Als Christopher Lauer vor fünf Jahren das Parlament betrat, da wirkte er wie ein Besucher im Jurassic Parc. Da stand er, schwarzes Haar, Jackett, Nerdbrille – und hielt den Journalisten seine geöffnetes Laptop entgegen. „Hier sehen Sie das Internet.“ Es klang, als hätte einer eine Lösung gefunden. Jetzt sitzt Lauer im Parlament, schaut abwechselnd in sein Laptop und zum Rednerpult. Alle paar Minuten kommt ein neuer Tweet: „Die Debatte ist so unterirdisch.“ Wenig später: „STIMMUNG!“ Bei der Wahl in vier Monaten haben die Piraten kaum eine Chance. Lauer ist ohnehin längst ausgetreten.

Nicht einmal fünf Jahre hat das Politikexperiment Piratenpartei gedauert. Woher kam der Erfolg? Woran ist die Partei gescheitert? Und wie sehen die Protagonisten von einst, was sie damals taten?

„Es war einfach Zeit für uns“, sagt Martin Delius. Da war auf einmal eine Gruppe junger Menschen, die behauptete, politisch etwas verändern zu wollen – und der es gelang, eine hohe Anzahl von Menschen auf ihrem Weg mitzunehmen.

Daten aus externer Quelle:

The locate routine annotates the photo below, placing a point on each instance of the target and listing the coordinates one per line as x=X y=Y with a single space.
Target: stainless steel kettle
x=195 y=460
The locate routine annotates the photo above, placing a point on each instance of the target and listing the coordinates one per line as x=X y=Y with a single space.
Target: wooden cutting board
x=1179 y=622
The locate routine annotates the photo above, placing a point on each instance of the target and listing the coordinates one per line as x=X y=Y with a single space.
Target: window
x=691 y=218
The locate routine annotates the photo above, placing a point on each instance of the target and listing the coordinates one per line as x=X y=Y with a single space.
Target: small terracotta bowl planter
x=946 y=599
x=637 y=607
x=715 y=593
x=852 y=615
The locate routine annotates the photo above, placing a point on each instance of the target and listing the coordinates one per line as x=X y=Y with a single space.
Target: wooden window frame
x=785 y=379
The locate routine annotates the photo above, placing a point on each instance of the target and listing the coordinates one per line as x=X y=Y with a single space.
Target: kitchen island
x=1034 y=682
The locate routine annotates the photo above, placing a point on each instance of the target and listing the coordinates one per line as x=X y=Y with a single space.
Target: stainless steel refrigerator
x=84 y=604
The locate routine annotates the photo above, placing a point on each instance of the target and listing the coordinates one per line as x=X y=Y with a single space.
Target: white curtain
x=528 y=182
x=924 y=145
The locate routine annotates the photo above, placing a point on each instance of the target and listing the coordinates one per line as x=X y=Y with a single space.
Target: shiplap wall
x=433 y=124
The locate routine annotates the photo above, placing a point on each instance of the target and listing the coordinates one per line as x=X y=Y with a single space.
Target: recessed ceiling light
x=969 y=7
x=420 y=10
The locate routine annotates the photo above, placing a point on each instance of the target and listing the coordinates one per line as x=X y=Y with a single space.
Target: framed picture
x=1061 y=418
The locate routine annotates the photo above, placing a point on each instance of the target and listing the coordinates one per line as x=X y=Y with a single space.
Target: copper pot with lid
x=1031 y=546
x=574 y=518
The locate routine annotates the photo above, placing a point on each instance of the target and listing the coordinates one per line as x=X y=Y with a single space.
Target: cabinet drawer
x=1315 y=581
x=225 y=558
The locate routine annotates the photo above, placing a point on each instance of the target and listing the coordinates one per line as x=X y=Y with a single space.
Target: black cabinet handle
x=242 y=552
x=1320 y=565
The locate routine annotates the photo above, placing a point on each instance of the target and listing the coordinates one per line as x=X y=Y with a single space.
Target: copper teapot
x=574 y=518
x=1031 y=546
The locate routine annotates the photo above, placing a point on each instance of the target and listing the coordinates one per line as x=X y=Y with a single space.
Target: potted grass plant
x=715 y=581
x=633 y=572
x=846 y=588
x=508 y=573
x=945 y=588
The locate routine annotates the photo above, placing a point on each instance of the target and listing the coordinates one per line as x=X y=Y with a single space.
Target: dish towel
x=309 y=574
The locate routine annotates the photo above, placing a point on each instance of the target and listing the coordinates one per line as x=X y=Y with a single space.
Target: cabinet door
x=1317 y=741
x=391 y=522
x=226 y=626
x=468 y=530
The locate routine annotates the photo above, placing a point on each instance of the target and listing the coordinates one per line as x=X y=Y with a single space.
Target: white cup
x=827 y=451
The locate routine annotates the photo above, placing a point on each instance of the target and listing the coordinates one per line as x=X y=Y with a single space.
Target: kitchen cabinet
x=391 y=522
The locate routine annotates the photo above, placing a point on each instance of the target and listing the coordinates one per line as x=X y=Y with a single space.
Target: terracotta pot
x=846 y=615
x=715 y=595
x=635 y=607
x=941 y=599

Und es störte zunächst nicht sehr, dass keiner genau wusste, wohin dieser Weg führte. „Das Problem war, dass wir eigentlich nicht politisch waren.“ In der Analyse des Scheiterns kennt Delius sich aus – er leitet den Untersuchungsausschuss zum Großflughafen BER und hat sich damit bei den anderen Parteien einen Namen gemacht. Delius ist Physiker, er kennt sich mit Versuchsanordnungen aus. Er vergleicht die Anfangsüberzeugung der Piraten mit der Pseudoreligion des „Cargo Cult“: so nennt sich ein Phänomen, welches die US-Army im Zweiten Weltkrieg auslöste, als sie Südseeinseln nutzte und die Ureinwohner dafür mit Waren überschüttete. Als die Soldaten schließlich abzogen, bauten die Insulaner Landebahnen nach und imitierten tanzend die Bewegungen der Fluglotsen – in der Hoffnung, so die Götter gnädig zu stimmen und neue Güter zu erhalten. Auch Christopher Lauer, der ein Buch über seine Partei geschrieben hat, zieht diesen Vergleich.

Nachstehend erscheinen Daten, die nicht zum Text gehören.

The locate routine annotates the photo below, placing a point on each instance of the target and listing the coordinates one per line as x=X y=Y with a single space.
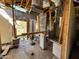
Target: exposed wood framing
x=43 y=32
x=14 y=20
x=38 y=23
x=0 y=44
x=65 y=29
x=50 y=21
x=28 y=1
x=21 y=2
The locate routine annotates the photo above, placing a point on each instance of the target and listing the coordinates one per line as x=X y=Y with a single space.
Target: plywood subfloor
x=25 y=50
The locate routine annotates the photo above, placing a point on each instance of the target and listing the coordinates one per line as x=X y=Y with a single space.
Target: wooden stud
x=14 y=20
x=0 y=44
x=21 y=2
x=38 y=23
x=27 y=2
x=43 y=32
x=50 y=21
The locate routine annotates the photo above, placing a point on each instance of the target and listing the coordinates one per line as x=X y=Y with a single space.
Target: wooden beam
x=14 y=20
x=21 y=2
x=50 y=21
x=0 y=44
x=27 y=2
x=38 y=23
x=31 y=33
x=65 y=39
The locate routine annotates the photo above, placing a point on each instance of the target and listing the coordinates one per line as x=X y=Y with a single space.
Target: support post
x=50 y=21
x=38 y=23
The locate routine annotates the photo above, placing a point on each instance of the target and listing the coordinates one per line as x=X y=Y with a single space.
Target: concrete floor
x=25 y=49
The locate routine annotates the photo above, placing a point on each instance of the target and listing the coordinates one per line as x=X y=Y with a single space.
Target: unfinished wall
x=68 y=28
x=5 y=30
x=71 y=30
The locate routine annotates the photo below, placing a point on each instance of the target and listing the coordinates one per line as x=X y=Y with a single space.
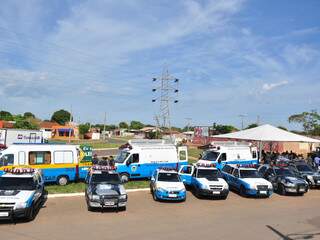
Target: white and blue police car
x=205 y=180
x=166 y=184
x=247 y=181
x=21 y=193
x=104 y=189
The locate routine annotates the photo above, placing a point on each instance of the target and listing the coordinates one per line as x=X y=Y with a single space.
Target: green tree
x=222 y=129
x=24 y=124
x=29 y=115
x=61 y=116
x=136 y=125
x=6 y=116
x=252 y=125
x=310 y=120
x=123 y=125
x=84 y=128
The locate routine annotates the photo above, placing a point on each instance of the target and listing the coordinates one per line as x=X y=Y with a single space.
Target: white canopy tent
x=267 y=133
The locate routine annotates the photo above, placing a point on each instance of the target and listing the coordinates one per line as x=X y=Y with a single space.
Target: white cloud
x=271 y=86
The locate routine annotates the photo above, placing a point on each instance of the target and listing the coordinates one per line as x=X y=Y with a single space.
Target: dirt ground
x=280 y=217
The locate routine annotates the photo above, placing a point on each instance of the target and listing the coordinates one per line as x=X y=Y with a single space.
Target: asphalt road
x=279 y=217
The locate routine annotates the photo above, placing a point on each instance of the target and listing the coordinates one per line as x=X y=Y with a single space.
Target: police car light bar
x=103 y=168
x=247 y=165
x=167 y=169
x=206 y=165
x=19 y=170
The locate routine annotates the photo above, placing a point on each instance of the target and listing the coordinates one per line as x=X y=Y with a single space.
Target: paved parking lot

Eine Imitation von Politik

Letztlich hätten die Piraten an vielen Stellen nicht politisch debattiert, sondern nur Politik imitiert, sagt Delius. „Wir haben zum Beispiel einen politischen Geschäftsführer berufen, nur weil die anderen Parteien das hatten. Wir haben nicht mal definiert, was der eigentlich macht.“ Die Piraten hätten zu vielen Punkten keine politischen Antworten gefunden. „In allen Parteien gibt es Diskussionen und Streit.“ Den Piraten habe aber ein gemeinsamer politischer Wille gefehlt. „Bei uns gab es nur Frontlinien und Verschwörungstheorien bei gleichzeitiger Abwesenheit eines gemeinsamen politischen Willens.“

Auf der Bugwelle des Erfolges

Trotzdem war der Erfolg zunächst gigantisch. Nach Berlin zog die Partei in vier weitere Landes- und etliche Kommunalparlamente ein, die Mitgliederzahl wuchs in Windeseile – so wie die Bugwelle der Aufmerksamkeit. In jeder Talkshow saß praktisch über Nacht ein Piratenpolitiker und sollte seine Meinung sagen: dabei war es egal, ob gerade über die neue Partei oder über Außenpolitik geredet wurde. Wie exotische Tiere bestaunte das Publikum die Politneulinge. Da saß die politische Geschäftsführerin Marina Weisband im langen Kleid und sprach eloquent über die Ukraine. Oder Johannes Ponader, der vermutlich nur noch wegen seiner bloßen Füße in Trekkingsandalen in Erinnerung ist.

Das Heilsversprechen der Piraten hieß: „Klarmachen zum Ändern“. Entstanden war die Partei, weil Menschen um ein freies Internet kämpfen wollten. Die Anziehungskraft lag dann aber darin, dass die Partei einen Anspruch formulierte, hinter dem sich Protestwähler und Weltverbesserer versammeln konnten: Demokratie künftig anders zu organisieren als die etablierten Parteien. 30 Jahre zuvor bei den Grünen war eine ähnliche, basisdemokratische Motivation auch Teil des Erfolges.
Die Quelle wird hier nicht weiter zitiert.